Maui's Kanaio Coast - "Where Man Has Yet to Build a Road"

By Mark Henry

Five hundred years ago the southfacing slope of Haleakala was exploding.

Rivers of molten lava
from fountaining vents rushed to the sea. One of the largest and most recent vents Puu Pimoi is situated 3,000 feet above sea level just below the settlement Kanaio along the back road to Hana.

The quantity of lava from this vent was so great that it pushed its way out into the sea forming new land. The cooling effects of water against hot lava resulted in exquisite patterns and shapes - pinnacles jutting out of the sea, caves, arches, and grottos - art nature created that man has yet to rival.

Polynesian voyagers were the first to settle these shores. For hundreds of years they enjoyed the abundance of the sea. Recent volcanic activity forced them to move, leaving behind ancient heiaus (places of worship) that were spared by Pele.

For years, most maps did not identify the Kanaio Coast, which was inaccessible to most. To date, except for a small number of fishermen and divers who know how plentiful the marine life is there, most Mauians are unfamiliar with the Kanaio Coast.

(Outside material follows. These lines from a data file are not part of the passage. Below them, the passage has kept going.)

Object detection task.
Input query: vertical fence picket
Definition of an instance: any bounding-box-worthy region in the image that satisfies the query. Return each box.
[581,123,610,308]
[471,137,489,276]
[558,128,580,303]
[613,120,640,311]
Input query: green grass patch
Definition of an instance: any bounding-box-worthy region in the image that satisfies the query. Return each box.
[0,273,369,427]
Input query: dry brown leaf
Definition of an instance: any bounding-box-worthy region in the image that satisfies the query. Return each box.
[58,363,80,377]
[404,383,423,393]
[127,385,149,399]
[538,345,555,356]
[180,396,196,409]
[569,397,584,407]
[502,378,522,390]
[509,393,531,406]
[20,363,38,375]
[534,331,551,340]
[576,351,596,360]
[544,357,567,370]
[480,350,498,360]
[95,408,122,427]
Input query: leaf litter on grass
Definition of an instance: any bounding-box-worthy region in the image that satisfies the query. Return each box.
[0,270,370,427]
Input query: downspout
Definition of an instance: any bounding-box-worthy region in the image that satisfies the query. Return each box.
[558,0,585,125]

In 1987, Blue Water Rafting put Kanaio on the maps of the several visitor publications in which it advertised. Today Blue Water Rafting has taken over 80,000 people on a journey back in time to view one of the last uninhabited coastlines on Maui.


Rafting tours to the Kanaio Coast are offered daily departing at 7:00 a.m. On most days the winds come up fairly early in this area so rafters are advised to prepare for an adventurous ride.

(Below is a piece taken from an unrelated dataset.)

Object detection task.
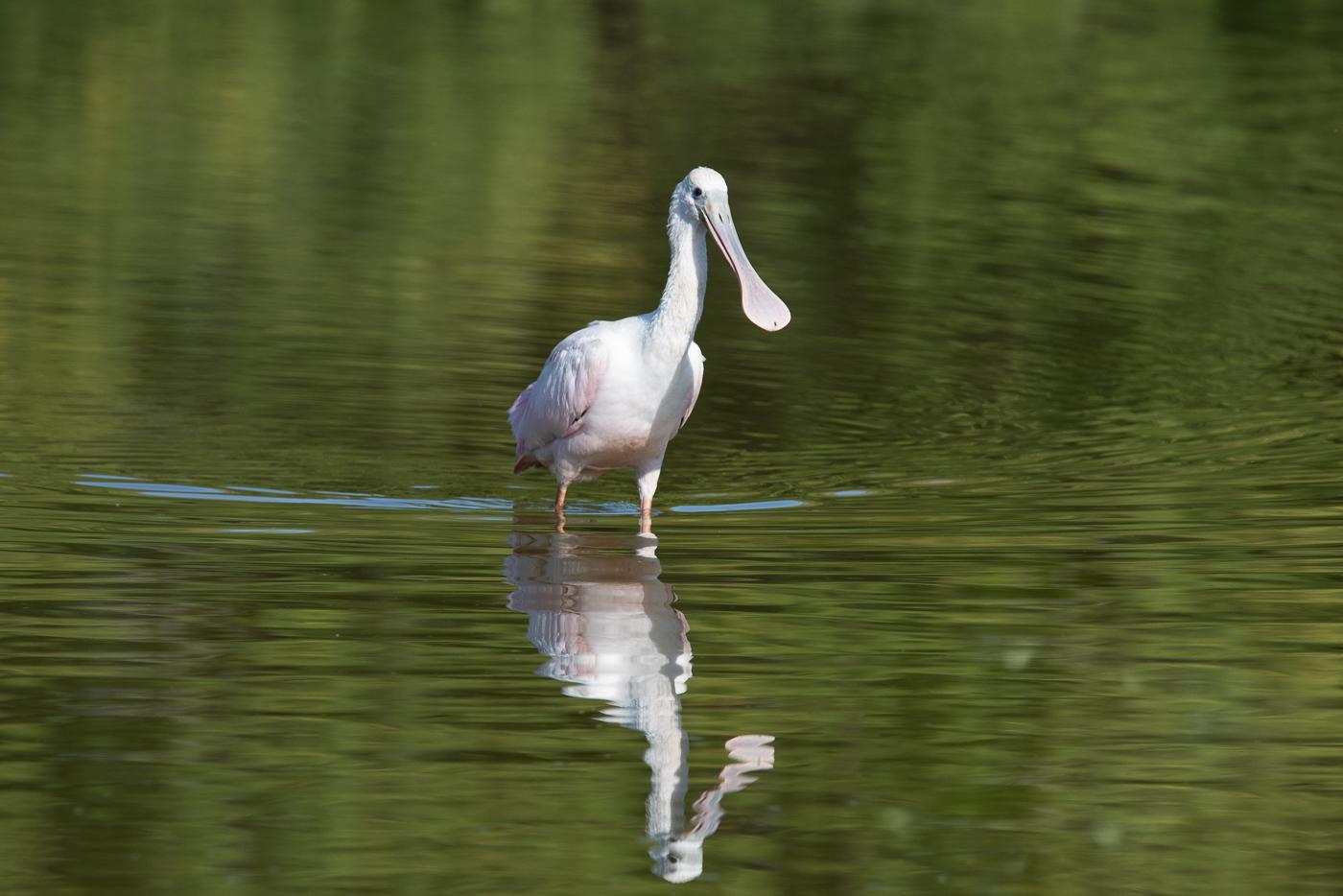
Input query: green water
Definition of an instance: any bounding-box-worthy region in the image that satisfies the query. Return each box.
[0,0,1343,896]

Rigid-hulled, twin-powered inflatables are utilized for their seaworthiness and maneuverability around the lava formations.

Under most sea conditions, the largest cave is navigable and the eerie feeling of entering the darkness is indescribable. Inside your eyes adjust to a spectrum of colors from the azure blue water to the pink, beige, and black cave walls.

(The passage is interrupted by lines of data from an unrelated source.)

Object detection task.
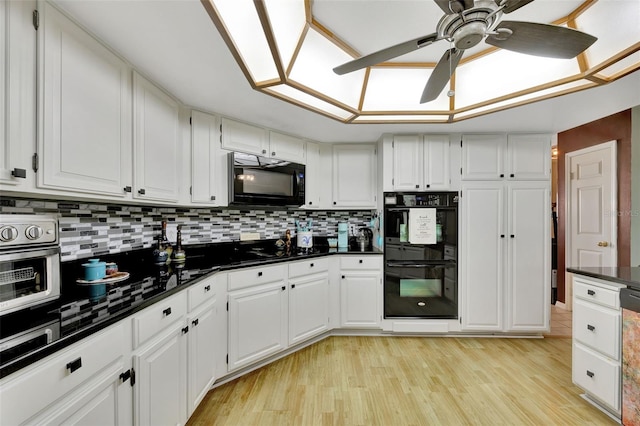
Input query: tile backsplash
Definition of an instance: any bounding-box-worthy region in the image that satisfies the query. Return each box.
[0,197,374,262]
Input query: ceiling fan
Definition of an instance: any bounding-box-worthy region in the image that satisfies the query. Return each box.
[333,0,597,104]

kanaioDepending on conditions, a variety of sites are available for snorkeling. When winds are light and variable or blowing strong out of the north, Kanaio is the best place for calm clear water.

If trades are out of the east or northeast, La Perouse Bay offers protection from the wind and is one of the favorite hangouts of spinner dolphins. In season, whales abound and sea turtle habitats are a regular snorkeling stop along the South Maui shore.